Kraken Becomes First Crypto Bank to Secure Federal Reserve Master Account

Kraken Becomes First Crypto Bank to Secure Federal Reserve Master Account

Kraken Financial has become the first crypto-focused financial institution in U.S. history to secure a Federal Reserve master account, granting it direct access to the central bank’s core payment systems, including Fedwire, a major interbank payment network that processes trillions of dollars in transfers each day. The approval announced on March 4, 2026, by the Federal Reserve Bank of Kansas City marks a major milestone in the integration of digital assets into traditional financial infrastructure. 

The approval follows Kraken’s filing of a confidential registration with the U.S. Securities and Exchange Commission (SEC) for a proposed Initial Public Offering (IPO).

Faster Deposits and Withdrawals for Institutional Clients

With the approval, deposits and withdrawals may speed up for large traders and institutional clients, as direct access changes Kraken’s reliance on partner banks to send or receive U.S. dollars; it can now settle payments itself.  U.S. Senator Cynthia Lummis reported in a press release that the Fed acknowledged the ability of a digital asset company to balance innovation with strong risk management.
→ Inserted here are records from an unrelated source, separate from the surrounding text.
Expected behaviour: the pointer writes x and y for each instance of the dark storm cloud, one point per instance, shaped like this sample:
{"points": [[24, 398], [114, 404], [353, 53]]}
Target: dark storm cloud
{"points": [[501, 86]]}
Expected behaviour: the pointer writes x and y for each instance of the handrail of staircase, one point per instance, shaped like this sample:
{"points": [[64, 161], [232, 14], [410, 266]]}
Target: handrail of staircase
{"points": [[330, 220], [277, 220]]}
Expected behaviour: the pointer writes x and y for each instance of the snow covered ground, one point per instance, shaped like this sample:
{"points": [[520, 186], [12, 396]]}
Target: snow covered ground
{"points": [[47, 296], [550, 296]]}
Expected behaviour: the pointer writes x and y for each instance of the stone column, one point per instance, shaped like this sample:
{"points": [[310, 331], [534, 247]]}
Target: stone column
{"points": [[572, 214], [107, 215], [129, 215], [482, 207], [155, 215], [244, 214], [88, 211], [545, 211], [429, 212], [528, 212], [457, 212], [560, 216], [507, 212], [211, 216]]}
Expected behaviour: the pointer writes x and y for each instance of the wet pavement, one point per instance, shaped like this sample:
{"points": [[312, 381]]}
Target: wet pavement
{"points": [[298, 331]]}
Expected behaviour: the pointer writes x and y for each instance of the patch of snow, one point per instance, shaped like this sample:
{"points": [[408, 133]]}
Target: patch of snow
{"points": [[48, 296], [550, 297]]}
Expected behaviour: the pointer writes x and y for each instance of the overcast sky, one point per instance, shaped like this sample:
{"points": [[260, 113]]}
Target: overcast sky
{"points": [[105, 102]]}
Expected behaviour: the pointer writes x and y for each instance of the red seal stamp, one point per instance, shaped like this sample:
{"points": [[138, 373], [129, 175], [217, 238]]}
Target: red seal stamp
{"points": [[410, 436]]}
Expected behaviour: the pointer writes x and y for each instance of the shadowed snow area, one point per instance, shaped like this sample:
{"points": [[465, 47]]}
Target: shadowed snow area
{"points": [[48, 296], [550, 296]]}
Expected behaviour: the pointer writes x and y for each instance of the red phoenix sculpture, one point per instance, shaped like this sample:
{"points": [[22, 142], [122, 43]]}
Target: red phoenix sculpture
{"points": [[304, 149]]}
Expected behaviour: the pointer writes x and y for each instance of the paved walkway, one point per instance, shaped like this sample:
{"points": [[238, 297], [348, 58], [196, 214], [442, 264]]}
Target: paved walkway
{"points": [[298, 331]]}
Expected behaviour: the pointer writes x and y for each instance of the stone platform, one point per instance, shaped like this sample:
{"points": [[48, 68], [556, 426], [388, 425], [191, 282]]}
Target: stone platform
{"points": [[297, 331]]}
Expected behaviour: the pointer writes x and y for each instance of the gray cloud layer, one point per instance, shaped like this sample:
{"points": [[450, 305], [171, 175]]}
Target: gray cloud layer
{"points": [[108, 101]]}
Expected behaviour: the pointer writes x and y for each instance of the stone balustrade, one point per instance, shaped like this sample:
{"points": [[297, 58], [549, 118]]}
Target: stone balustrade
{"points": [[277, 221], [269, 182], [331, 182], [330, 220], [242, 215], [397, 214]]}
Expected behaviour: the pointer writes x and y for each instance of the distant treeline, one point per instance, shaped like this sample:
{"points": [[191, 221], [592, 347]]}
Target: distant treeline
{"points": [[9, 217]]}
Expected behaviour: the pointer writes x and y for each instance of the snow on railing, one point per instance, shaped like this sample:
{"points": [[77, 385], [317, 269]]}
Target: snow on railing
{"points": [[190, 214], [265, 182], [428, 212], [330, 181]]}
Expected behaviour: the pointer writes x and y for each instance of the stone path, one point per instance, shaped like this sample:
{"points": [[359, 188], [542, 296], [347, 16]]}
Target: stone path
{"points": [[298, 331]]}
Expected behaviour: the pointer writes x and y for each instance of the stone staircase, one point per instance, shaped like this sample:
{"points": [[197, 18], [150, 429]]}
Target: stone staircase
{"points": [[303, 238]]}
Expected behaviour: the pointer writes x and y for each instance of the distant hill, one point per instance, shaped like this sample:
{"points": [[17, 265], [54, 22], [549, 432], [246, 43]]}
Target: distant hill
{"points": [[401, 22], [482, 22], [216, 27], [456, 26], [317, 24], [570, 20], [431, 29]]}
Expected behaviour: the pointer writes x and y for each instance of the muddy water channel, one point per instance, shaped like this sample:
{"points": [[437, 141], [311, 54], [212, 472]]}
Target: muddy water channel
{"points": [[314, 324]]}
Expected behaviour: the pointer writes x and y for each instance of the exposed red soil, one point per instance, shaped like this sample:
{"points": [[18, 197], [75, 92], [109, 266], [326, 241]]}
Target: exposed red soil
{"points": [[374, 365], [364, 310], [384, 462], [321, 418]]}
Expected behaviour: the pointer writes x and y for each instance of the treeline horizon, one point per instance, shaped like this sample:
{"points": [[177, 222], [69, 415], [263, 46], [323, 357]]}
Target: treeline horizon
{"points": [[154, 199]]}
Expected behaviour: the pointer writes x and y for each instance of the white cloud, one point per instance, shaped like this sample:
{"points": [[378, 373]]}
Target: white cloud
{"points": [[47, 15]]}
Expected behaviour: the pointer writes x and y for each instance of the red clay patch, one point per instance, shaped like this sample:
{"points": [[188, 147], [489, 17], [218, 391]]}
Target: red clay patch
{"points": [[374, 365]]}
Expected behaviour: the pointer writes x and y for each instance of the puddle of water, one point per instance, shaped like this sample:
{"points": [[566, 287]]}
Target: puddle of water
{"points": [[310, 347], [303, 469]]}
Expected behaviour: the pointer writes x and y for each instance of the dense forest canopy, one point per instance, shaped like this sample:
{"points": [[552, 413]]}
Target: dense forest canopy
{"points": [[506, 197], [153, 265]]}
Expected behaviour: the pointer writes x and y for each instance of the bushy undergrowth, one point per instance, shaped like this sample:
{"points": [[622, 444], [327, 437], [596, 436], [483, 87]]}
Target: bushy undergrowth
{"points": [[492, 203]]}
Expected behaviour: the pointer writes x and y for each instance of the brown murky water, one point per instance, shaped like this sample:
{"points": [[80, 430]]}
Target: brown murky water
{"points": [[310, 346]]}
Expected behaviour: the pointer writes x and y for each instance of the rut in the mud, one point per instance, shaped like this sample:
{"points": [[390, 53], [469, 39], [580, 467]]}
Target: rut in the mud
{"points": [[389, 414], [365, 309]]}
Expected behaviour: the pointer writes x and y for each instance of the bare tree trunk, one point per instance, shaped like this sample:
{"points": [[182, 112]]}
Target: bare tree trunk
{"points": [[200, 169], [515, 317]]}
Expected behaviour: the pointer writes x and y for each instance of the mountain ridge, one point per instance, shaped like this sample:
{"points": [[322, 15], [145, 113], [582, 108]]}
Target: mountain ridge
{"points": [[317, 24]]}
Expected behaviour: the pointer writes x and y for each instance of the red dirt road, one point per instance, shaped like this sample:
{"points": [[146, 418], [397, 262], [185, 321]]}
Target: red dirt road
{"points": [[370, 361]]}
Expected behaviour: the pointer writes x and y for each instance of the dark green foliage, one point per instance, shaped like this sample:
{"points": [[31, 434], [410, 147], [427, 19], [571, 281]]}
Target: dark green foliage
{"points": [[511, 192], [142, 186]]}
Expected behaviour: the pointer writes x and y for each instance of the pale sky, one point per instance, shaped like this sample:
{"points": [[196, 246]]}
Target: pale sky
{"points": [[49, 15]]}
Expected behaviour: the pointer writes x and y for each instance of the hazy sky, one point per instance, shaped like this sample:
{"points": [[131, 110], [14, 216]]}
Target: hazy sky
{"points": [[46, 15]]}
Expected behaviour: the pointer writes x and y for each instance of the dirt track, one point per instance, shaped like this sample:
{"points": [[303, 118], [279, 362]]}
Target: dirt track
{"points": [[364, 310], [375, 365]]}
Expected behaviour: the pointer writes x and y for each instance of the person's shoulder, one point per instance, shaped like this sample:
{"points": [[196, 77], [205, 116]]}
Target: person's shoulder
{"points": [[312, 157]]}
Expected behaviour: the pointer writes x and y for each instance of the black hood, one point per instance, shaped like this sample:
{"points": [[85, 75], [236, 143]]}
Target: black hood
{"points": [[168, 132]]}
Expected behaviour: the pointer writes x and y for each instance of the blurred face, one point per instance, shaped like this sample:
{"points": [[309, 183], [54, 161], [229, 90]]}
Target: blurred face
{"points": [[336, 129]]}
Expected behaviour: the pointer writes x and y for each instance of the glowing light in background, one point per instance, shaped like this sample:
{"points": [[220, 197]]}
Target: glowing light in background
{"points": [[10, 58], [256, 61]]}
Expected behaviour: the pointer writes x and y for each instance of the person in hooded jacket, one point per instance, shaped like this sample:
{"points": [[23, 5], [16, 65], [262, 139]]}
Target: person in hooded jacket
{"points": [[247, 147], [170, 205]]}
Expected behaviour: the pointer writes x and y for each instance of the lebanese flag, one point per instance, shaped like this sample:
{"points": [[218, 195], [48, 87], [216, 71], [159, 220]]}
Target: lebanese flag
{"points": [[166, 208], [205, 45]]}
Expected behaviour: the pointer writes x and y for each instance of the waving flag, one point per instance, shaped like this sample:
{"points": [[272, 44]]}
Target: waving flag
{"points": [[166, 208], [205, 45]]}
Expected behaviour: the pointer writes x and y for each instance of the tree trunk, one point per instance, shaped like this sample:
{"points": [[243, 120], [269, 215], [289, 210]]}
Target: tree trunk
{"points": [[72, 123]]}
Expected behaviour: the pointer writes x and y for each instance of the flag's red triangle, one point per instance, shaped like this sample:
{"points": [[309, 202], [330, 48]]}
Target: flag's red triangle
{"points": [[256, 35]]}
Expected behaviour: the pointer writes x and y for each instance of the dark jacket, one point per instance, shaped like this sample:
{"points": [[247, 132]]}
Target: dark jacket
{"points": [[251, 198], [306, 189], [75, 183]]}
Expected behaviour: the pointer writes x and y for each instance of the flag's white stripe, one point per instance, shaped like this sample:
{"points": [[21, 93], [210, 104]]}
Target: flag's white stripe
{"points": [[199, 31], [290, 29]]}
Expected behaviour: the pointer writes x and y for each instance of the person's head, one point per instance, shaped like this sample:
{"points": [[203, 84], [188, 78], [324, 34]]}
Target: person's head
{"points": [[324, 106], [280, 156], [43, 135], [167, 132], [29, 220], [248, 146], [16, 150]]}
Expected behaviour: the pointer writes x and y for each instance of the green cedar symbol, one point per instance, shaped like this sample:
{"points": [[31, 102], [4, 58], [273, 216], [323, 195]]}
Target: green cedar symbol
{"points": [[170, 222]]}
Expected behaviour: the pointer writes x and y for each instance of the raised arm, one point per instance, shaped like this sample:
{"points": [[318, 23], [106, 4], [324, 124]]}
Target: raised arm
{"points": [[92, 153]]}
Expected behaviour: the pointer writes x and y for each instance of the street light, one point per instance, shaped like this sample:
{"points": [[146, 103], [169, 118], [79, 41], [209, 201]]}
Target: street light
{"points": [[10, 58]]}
She added that this will create the 21st century financial service industry.

The approval doesn’t provide a full suite of central-bank services available to conventional banks, such as earning interest on reserves. The Co-CEO of Kraken and Payward, Arjun Sethi, said in a statement that even though they can not operate as a peripheral participant in the U.S. banking system, they can still act as a directly connected financial institution to the central bank. Furthermore, it strengthens the unified infrastructure model of Payward by integrating Federal Reserve connectivity directly into the platform’s settlement and payment layer. 

Kraken’s banking arm traces back to the exchange’s Wyoming chartering effort, which was part of a broader strategy to create a state-regulated entity that could bridge crypto markets and traditional payments. However, the CEO of the firm said that the recent update will pave the way for delivering instant fiat-crypto settlement, combining institutional cash management with secure custody and building a strong programmable financial service inside a regulated structure. He also added that “this is what it looks like when the crypto infrastructure matures into core financial infrastructure.” (Kraken Blog

Washington’s Shifting Stance on Digital Assets

The timing of Kraken’s approval intersects with a broader shift in Washington’s position towards digital assets, including an intensifying debate over stablecoins, payment rails, and whether crypto firms offering bank-like products should be forced into bank-like rules. A key factor in Kraken’s risk mitigation strategy is the full-reserve banking model, where the 100% of client deposits are held in liquid reserves. 

Custodia Bank is another Wyoming-charted institution that pursued Fed access for a crypto-focused model, but the application was denied as the U.S. courts upheld the Federal Reserve’s discretion to deny the request. 

Kraken is valued at $20 billion following its latest fundraising in November 2025 and has been actively investing to expand into various asset classes and grow its user base. As broader digital asset companies benefited under the U.S. President Donald Trump’s plan to make America the “crypto capital of the world” (SEC.gov), Kraken Financial is positioned at the forefront to reap the benefits. Furthermore, this achievement underscores years of regulatory engagement and reflects a potential shift in U.S. policy towards digital assets, specifically under a pro-crypto regulatory environment.